Home > Mountain Car

Introduction

The mountain car is not sufficiently powerful to climb the hill directly, but must instead develop a strategy based on the surrounding slopes. You can read more about this environment here. Below is an example of running a random (untrained) agent in this environment. The episode takes quite a long time to terminate.

Training

Train a control agent for the mountain car environment with the following command.

rlai train --agent "rlai.gpi.state_action_value.ActionValueMdpAgent" --continuous-state-discretization-resolution 0.005 --gamma 0.95 --environment "rlai.core.environments.gymnasium.Gym" --gym-id "MountainCar-v0" --render-every-nth-episode 1000 --video-directory "~/Desktop/mountaincar_videos" --train-function "rlai.gpi.temporal_difference.iteration.iterate_value_q_pi" --mode "Q_LEARNING" --num-improvements 10000 --num-episodes-per-improvement 1 --epsilon 0.01 --make-final-policy-greedy True --num-improvements-per-plot 100 --num-improvements-per-checkpoint 100 --checkpoint-path "~/Desktop/mountaincar_checkpoint.pickle" --save-agent-path "~/Desktop/mountaincar_agent.pickle"

Arguments are explained below.

train: Train the agent.
--agent "rlai.gpi.state_action_value.ActionValueMdpAgent": Standard action-value MDP agent.
--continuous-state-discretization-resolution 0.005: Discretize the continuous state space into discrete intervals with resolution 0.005. The methods used here are for discrete-state problems, so some type of discretization of the continuous state space is required.
--gamma 0.95: Discount the reward passed backward to previous state-action pairs.
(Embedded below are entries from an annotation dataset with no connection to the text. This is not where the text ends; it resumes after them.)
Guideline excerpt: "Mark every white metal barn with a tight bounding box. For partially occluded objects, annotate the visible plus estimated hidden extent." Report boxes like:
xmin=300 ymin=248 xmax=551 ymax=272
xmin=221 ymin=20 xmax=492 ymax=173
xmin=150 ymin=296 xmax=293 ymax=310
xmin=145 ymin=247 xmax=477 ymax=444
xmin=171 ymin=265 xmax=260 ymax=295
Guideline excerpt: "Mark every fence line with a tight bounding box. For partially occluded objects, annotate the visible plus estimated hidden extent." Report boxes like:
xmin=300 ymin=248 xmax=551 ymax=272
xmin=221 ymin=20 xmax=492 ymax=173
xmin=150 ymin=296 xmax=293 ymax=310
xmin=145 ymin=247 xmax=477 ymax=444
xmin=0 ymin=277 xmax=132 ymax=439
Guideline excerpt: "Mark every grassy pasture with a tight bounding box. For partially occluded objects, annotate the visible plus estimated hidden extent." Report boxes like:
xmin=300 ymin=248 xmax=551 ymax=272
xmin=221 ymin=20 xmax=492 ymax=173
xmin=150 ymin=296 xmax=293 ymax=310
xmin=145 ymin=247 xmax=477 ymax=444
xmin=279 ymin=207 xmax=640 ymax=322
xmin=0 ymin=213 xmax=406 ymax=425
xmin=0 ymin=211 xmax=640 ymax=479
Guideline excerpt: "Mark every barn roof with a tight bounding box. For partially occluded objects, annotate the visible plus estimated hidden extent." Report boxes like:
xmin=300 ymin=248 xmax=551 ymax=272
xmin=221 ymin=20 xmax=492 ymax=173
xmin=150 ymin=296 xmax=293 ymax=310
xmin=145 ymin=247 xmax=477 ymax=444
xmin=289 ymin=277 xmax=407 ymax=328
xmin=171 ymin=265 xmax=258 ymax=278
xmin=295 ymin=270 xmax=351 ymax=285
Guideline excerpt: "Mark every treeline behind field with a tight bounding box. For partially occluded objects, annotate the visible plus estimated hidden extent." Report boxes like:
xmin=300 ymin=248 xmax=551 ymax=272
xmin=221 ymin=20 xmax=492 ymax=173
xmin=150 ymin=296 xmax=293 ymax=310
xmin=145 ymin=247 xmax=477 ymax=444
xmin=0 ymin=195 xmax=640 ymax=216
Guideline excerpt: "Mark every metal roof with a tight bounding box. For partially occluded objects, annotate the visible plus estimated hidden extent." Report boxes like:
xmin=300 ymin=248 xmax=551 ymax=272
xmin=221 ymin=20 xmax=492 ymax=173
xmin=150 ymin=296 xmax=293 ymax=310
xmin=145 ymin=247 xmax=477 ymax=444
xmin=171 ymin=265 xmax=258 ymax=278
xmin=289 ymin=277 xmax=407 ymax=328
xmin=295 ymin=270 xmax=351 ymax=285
This is an important part of getting the agent to learn a useful policy. Without discounting, particularly in early iterations, the protracted fumbling about with poor actions would eventually be rewarded fully for a subsequent success. By discounting prior actions, the agent eventually learns to focus on later actions that are instrumental to success.
--environment "rlai.core.environments.gymnasium.Gym": Environment class.
--gym-id "MountainCar-v0": Gym environment identifier.
--render-every-nth-episode 1000: Render a video every 1000 episodes (1000 improvements).
--video-directory "~/Desktop/mountaincar_videos": Where to store rendered videos.
--train-function "rlai.gpi.temporal_difference.iteration.iterate_value_q_pi": Run iterative temporal-differencing on the agent’s state-action value function.
--mode "Q_LEARNING": Use q-learning to bootstrap the value of the next state-action pair.
--num-improvements 10000: Number of policy improvements (iterations).
--num-episodes-per-improvement 1: Number of episodes per improvement.
--epsilon 0.01: Probability of behaving randomly at each time step.
--make-final-policy-greedy True: After all learning iterations, make the final policy greedy (i.e., epsilon=0.0).
--num-improvements-per-plot 100: Plot training performance every 100 iterations.
--num-improvements-per-checkpoint 100: Checkpoint the learning process every 100 iterations, enabling resumption.
--checkpoint-path "~/Desktop/mountaincar_checkpoint.pickle": Where to store the checkpoint.
--save-agent-path "~/Desktop/mountaincar_agent.pickle": Where to save the final agent.

Note that, unlike other tasks such as the inverted pendulum, no value is passed for --T (maximum number of time steps per episode). This is because there is no way to predict how long an episode will last, particularly episodes earlier in the training. All episodes must be permitted to run until success in order to learn a useful policy. The training progression is shown below.

acrobot

In the left sub-figure above, the left y-axis shows the negation of time taken to reach the goal, the right y-axis shows the size of the state space, and the x-axis shows improvement iterations for the agent’s policy. The right sub-figure shows the same reward y-axis but along a time x-axis. Based on the learning trajectory, it appears that little subsequent improvement would be gained were the agent to continue improving its policy; as shown below, the results are quite satisfactory after 30 minutes of wallclock training time.

Results

The video below shows the trained agent controlling the car. Note how the agent develops an oscillating movement.